Gas Prices Set to Rise Over March–May Period
Gas Prices Set to Rise Over March–May Period

By Naveen Athrappully

The trend of rising gas prices is expected to continue over the coming months due to Spring Break and the transition to a higher-grade summer gasoline blend, with experts predicting prices to move closer to $4 per gallon in May.

Regular gas prices averaged $3.36 per gallon as of March 5, up by 7 percent from a month back. According to travel membership organization AAA, the upward trend in gas prices is likely to continue ahead. “We’re entering Spring Break season, and, historically, March and April bring higher gas prices as demand rises,” said AAA spokesperson Aixa Diaz.

“With milder temperatures come more road trips, and this time of year tends to be a precursor to the summer driving season.” Majority of colleges in the United States are expected to observe Spring Break between March 11 and April 1.

AAA data show that the highest price for regular unleaded gasoline was $5.01 per gallon registered in June 2022. In its fuel outlook for this year, GasBuddy projected gasoline prices to peak in May, potentially hitting $3.89 per gallon.

Prices are also rising due to an annual switch toward a higher-grade gasoline blend. The U.S. Environmental Protection Agency (EPA) classifies the period between April and June as the “transition season” for fuel production.

The gasoline blend used in the summer is different from that of the winter. Summer blends are also more expensive to produce due to the longer production process as well as a lower overall yield of gasoline per barrel of oil.

The National Association of Convenience Stores (NACS) estimates that these factors add an extra $0.15 per gallon in costs to producing the fuels during the March–April period.

“Since 2000, gasoline prices have increased about $0.50 from the seasonal low at the beginning of February to the seasonal high in mid-May,” NACS said in a Feb. 28 post.

In a March 4 post, Patrick De Haan, head of petroleum analysis at GasBuddy, said that the majority of America’s 50 states have seen gasoline prices rise, with the national average registering the second consecutive weekly gain.

This is “hardly surprising for this time of year, and will likely continue as the entire nation has now made the first step toward summer gasoline,” he said.

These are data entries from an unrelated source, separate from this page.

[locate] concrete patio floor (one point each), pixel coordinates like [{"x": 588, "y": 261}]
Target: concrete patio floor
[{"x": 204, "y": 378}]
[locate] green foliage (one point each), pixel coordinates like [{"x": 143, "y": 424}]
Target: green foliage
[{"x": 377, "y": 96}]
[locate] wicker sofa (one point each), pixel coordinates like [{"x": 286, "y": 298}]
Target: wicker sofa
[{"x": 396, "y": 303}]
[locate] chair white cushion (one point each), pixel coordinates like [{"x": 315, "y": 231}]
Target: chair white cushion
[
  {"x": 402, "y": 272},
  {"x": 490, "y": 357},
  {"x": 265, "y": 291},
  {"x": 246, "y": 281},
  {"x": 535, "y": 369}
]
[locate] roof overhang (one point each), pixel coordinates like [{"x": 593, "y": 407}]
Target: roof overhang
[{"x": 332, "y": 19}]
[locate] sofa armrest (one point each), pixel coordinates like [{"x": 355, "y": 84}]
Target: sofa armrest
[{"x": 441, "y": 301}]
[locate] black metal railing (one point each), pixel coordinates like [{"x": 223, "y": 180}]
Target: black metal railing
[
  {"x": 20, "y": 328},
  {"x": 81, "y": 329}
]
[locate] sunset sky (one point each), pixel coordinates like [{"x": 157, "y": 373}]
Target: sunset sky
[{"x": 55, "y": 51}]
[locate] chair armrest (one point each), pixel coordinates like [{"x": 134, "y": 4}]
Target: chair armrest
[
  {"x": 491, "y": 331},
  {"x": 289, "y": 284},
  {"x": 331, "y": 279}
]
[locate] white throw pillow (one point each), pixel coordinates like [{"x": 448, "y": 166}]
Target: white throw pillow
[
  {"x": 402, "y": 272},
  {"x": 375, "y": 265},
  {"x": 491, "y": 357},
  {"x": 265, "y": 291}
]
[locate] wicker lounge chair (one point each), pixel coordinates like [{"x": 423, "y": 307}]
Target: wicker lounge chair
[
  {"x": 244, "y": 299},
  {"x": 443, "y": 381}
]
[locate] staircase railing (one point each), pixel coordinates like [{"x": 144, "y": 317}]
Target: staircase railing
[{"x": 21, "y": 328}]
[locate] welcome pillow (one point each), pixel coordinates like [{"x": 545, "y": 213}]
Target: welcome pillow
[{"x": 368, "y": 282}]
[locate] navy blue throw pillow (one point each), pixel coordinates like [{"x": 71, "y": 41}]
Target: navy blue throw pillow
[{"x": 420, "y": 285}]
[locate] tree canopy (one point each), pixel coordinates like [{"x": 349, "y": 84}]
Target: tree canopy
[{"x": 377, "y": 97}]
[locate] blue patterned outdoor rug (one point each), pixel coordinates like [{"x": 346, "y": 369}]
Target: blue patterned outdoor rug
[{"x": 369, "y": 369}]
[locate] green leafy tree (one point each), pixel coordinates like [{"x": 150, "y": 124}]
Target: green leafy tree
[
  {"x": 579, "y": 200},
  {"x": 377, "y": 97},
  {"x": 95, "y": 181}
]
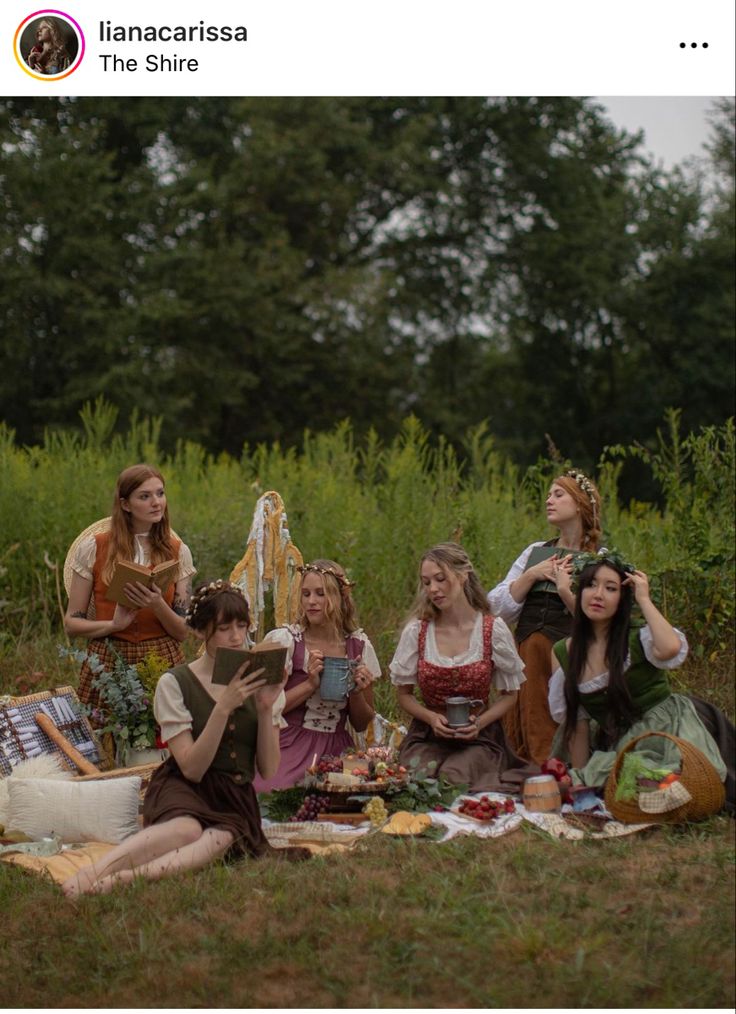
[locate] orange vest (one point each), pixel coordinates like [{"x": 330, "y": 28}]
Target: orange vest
[{"x": 146, "y": 625}]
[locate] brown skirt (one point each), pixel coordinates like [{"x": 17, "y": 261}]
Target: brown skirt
[
  {"x": 486, "y": 765},
  {"x": 132, "y": 652},
  {"x": 528, "y": 725},
  {"x": 216, "y": 801}
]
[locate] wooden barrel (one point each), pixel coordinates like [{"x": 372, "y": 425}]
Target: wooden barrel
[{"x": 541, "y": 794}]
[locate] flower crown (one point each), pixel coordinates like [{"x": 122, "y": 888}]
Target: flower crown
[
  {"x": 340, "y": 578},
  {"x": 603, "y": 556},
  {"x": 584, "y": 483},
  {"x": 206, "y": 592}
]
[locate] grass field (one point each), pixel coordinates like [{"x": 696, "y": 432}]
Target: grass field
[{"x": 523, "y": 921}]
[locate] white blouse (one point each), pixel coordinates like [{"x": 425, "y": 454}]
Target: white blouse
[
  {"x": 500, "y": 599},
  {"x": 83, "y": 562},
  {"x": 321, "y": 716},
  {"x": 508, "y": 667},
  {"x": 173, "y": 716},
  {"x": 556, "y": 689}
]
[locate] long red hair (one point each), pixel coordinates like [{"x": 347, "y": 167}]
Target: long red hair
[
  {"x": 589, "y": 504},
  {"x": 122, "y": 544}
]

“The pinch at the pump has been manageable for now, with prices about $0.30 higher than mid-January, but that will likely change as we enter the madness we tend to see in March with refinery maintenance hitting its peak, impacting how much gasoline can be produced as we make the changeover to the summer blends. This always crimps supply, leading to further gas price increase.”

According to the latest data from the U.S. Energy Information Administration (EIA), total gasoline stocks fell to 244.2 million barrels for the week ending Feb. 23, down from 247 million barrels the previous week.

During this period, gasoline demand increased from 8.33 million barrels per day to 8.4 million barrels per day. “Growing demand amid tighter supply has contributed to the increase in pump prices,” AAA stated.

Oil Price Risks

Gasoline prices are also getting support from the turmoil in the Middle East. The Iran-backed Houthi militia in Yemen has been attacking vessels passing through the Red Sea region in response to Israel’s war in Gaza.

By late February, more than 45 attacks were carried out by the Houthi terror outfit against commercial and naval vessels. This forced many ships to travel around Africa, adding in anywhere from seven to 20 days of additional travel time. Such delays add to oil costs.

Meanwhile, OPEC+ members, including Saudi Arabia and Russia, agreed on Sunday to extend their ongoing voluntary production cuts into the second quarter in a bid to support oil prices.

Saudi Arabia will continue with an output reduction of one million barrels per day, with Russia reducing its output and exports by an extra 471,000 barrels per day for the second quarter.

“There was a surprise from Russia,” said UBS analyst Giovanni Staunovo, according to Reuters. “If the Russian cuts are fully implemented, additional barrels would be removed from the market. So that is a surprise move no one expected and could lift prices.”

An analyst from investment bank Jeffries said in a report that the decision “sends a message of cohesion and confirms that the group is not in a hurry to return supply volumes, supporting the view that when this finally happens, it will be gradual.”

In a recent blog post, investment management company PIMCO said that the uncertain trajectory of OPEC+ decisions and regional conflict “suggest a choppy road ahead” for the oil market. It pointed to Iran’s ability to disrupt the Strait of Hormuz as a risk.

“As seen in the Red Sea, land-based drones and missiles can wreak havoc and be difficult to stop. In the first half of 2023, the Strait of Hormuz was a conduit for about 20 percent of global oil and natural gas supplies, the U.S. Energy Information Administration estimated in December,” PIMCO stated.

“Beyond the east-west pipelines in Saudi Arabia, there is limited ability to reroute supplies should events get out of hand. The nature and duration of any supply disruption would impact the ultimate price rise, but oil traders would quickly react to any perceived risks and a spike of $20/bbl would not be unreasonable.”